For the next five years, UCSB will house the University of California Institute for Research in the Arts (UCIRA), which means more money for local students to express themselves.

The institute, an arts program that moves between campuses in the UC system, provides around two dozen grants per year – ranging from $500 to $25,000 – to fund University faculty and student art projects. The institute, previously housed at UC Irvine and UCLA, will move into the Interdisciplinary Humanities Center (IHC) at UCSB on July 1. David Marshall, dean of the Division of Humanities and Fine Arts, said hosting UCIRA will benefit the university.

“The [institute] will help our campus in several ways: It will raise the profile of this campus, attract faculties, host conferences, benefit our curriculum and tie us more to other campuses,” he said. “It will add to the reputation of the place as cutting edge of the arts.”

The institute, previously known as the Intercampus Arts Program, was named as a “research” program six years ago to promote art as a legitimate field of research. The program’s policy board, composed of UC faculty, meets once a year to allot grants. Previous projects include “Ayo’s Journey,” directed by Ellen K. Anderson of the UCSB Dept. of Dramatic Art, as well as “Extra/ordinary Bodies: Dance Beyond Disability” by Catherine Cole, a UCSB Dramatic Art professor.

UCSB Chancellor Henry Yang said he felt the campus could provide the “bolder vision” that the UC Office of the President called for when it sought a new home for the institute.

“The institute will help to raise the profile of the arts on the UCSB campus, and stimulate collaborations among the Arts & Lectures and the [University] Art Museum, as well as art institutions in the Santa Barbara area,” Yang said. “It is likely that more visiting artists will come to campus and that the campus will host systemwide conferences, workshops, performances and exhibitions.”

The Office of the President, which annually allocates $170,000 to UCIRA, issued a request in November for proposals, seeking to find a new UC campus to house the institute.

Marshall said in a press release that the UCIRA selection committee chose UCSB because its campus interdisciplinary programs best accommodated the new direction of the institute. Marshall, Art professor Kim Yasuda and Film Studies professor Dick Hebdige, director of the IHC, submitted UCSB’s bid.

“The UCSB proposal has the strongest evidence of community support, from arts and art-supportive programs on and off campus,” Marshall stated in the press release April 8.

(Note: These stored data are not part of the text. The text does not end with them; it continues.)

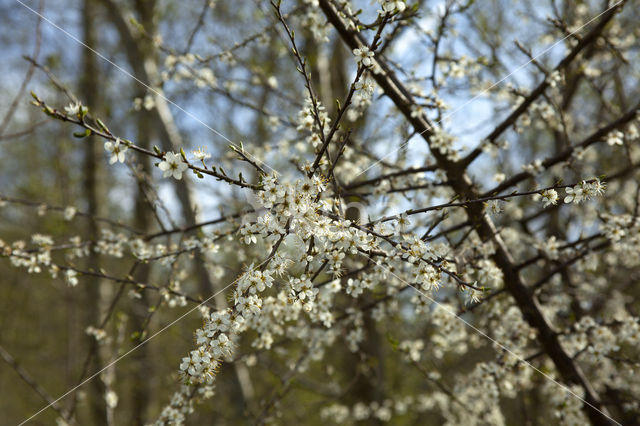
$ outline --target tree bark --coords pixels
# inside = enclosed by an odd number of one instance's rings
[[[83,22],[83,40],[90,46],[97,45],[96,31],[96,10],[94,0],[85,0],[82,8]],[[99,85],[99,67],[96,56],[87,49],[82,50],[83,72],[80,79],[80,92],[84,99],[84,103],[93,112],[100,105],[100,85]],[[95,139],[95,140],[93,140]],[[102,163],[102,144],[96,136],[89,136],[83,144],[84,163],[83,163],[83,192],[87,202],[87,213],[93,217],[105,216],[105,206],[101,202],[104,200],[104,187],[101,185],[104,176],[104,167]],[[100,237],[100,229],[96,221],[87,222],[87,238],[96,241]],[[87,258],[87,267],[89,270],[98,270],[100,265],[99,254],[91,251]],[[88,281],[89,279],[87,279]],[[101,286],[104,285],[102,280],[93,279],[94,282],[87,282],[84,286],[86,304],[85,304],[85,321],[84,324],[97,325],[100,321],[101,308]],[[101,366],[100,350],[96,346],[95,339],[92,336],[86,336],[91,351],[96,351],[93,357],[90,371],[98,371]],[[87,400],[89,402],[89,410],[91,423],[100,425],[107,424],[107,406],[104,399],[105,386],[102,380],[92,380],[89,386]],[[75,396],[74,396],[75,397]]]

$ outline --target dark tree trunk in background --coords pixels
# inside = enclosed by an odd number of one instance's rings
[[[89,46],[97,45],[97,20],[94,0],[85,0],[82,8],[83,39]],[[91,51],[82,48],[82,77],[80,80],[80,93],[84,104],[92,113],[100,107],[100,84],[98,58]],[[95,140],[94,140],[95,139]],[[87,203],[87,213],[91,216],[105,216],[105,204],[102,202],[105,197],[102,179],[104,176],[104,166],[102,158],[102,141],[97,137],[90,136],[83,143],[84,163],[83,163],[83,192]],[[95,221],[87,221],[87,238],[97,240],[100,237],[100,229]],[[91,252],[87,258],[87,268],[96,270],[100,265],[100,256]],[[86,280],[84,286],[86,297],[86,318],[84,324],[97,326],[100,321],[100,286],[101,280],[90,278]],[[81,332],[83,332],[82,330]],[[92,349],[96,349],[95,339],[92,336],[86,337]],[[99,352],[99,351],[98,351]],[[99,353],[92,358],[89,372],[98,371],[102,367]],[[92,424],[107,424],[107,408],[104,399],[105,387],[102,380],[92,380],[88,386],[88,402],[90,407],[90,418]]]

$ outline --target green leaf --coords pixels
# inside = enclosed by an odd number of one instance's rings
[[[387,333],[387,340],[389,341],[393,349],[398,349],[400,342],[397,339],[395,339],[390,333]]]
[[[98,126],[100,126],[100,130],[102,130],[104,132],[107,132],[107,133],[111,133],[109,131],[109,129],[107,128],[107,126],[105,126],[105,124],[99,118],[96,118],[96,123],[98,123]]]
[[[86,138],[90,134],[91,134],[91,130],[85,129],[84,132],[74,132],[73,136],[75,136],[78,139],[82,139],[82,138]]]

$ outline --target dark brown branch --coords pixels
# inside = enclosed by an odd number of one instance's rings
[[[358,44],[361,44],[359,34],[350,31],[345,26],[342,18],[339,16],[330,0],[320,0],[320,7],[331,25],[336,28],[340,37],[347,45],[355,48]],[[605,16],[605,18],[607,18],[607,16]],[[609,17],[609,20],[610,19],[611,17]],[[380,87],[382,87],[385,94],[414,126],[416,131],[418,131],[426,142],[429,143],[433,126],[428,122],[426,117],[415,115],[412,117],[411,110],[415,103],[411,95],[408,93],[404,85],[390,72],[385,61],[382,58],[378,58],[378,62],[384,72],[374,74],[374,78]],[[465,167],[463,164],[449,161],[438,150],[431,149],[431,152],[436,158],[438,165],[447,172],[448,180],[456,193],[467,199],[479,198],[480,194],[478,194],[478,191],[474,188],[471,179],[465,173]],[[477,226],[479,236],[483,239],[490,239],[494,241],[496,245],[496,252],[493,256],[493,260],[502,270],[505,287],[515,299],[516,304],[520,308],[527,323],[537,329],[538,341],[542,345],[543,350],[551,358],[565,382],[578,384],[584,390],[584,400],[586,403],[583,405],[583,409],[585,414],[587,414],[593,424],[610,425],[611,417],[602,404],[600,397],[584,376],[579,366],[561,346],[555,330],[546,320],[538,302],[528,291],[526,284],[522,280],[522,277],[520,277],[515,262],[509,253],[509,249],[497,235],[495,226],[491,219],[484,214],[484,208],[482,205],[473,204],[468,207],[466,212],[474,226]]]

Yasuda said UCSB proposes to develop relationships internationally through the Education Abroad Program, promote geographic on-site specific research and encourage collaboration among artists from different UC campuses. She said UCIRA serves a practical purpose as well as an artistic one.

“[The institute] serves as a link and conduit between research and applied applications, preserving creative enterprises, [promoting] problem solving projects integrated in education,” Yasuda said.

After the five-year period ends, Marshall said the UC will review UCSB’s handling of the institute to determine if the campus will continue to house the research organization.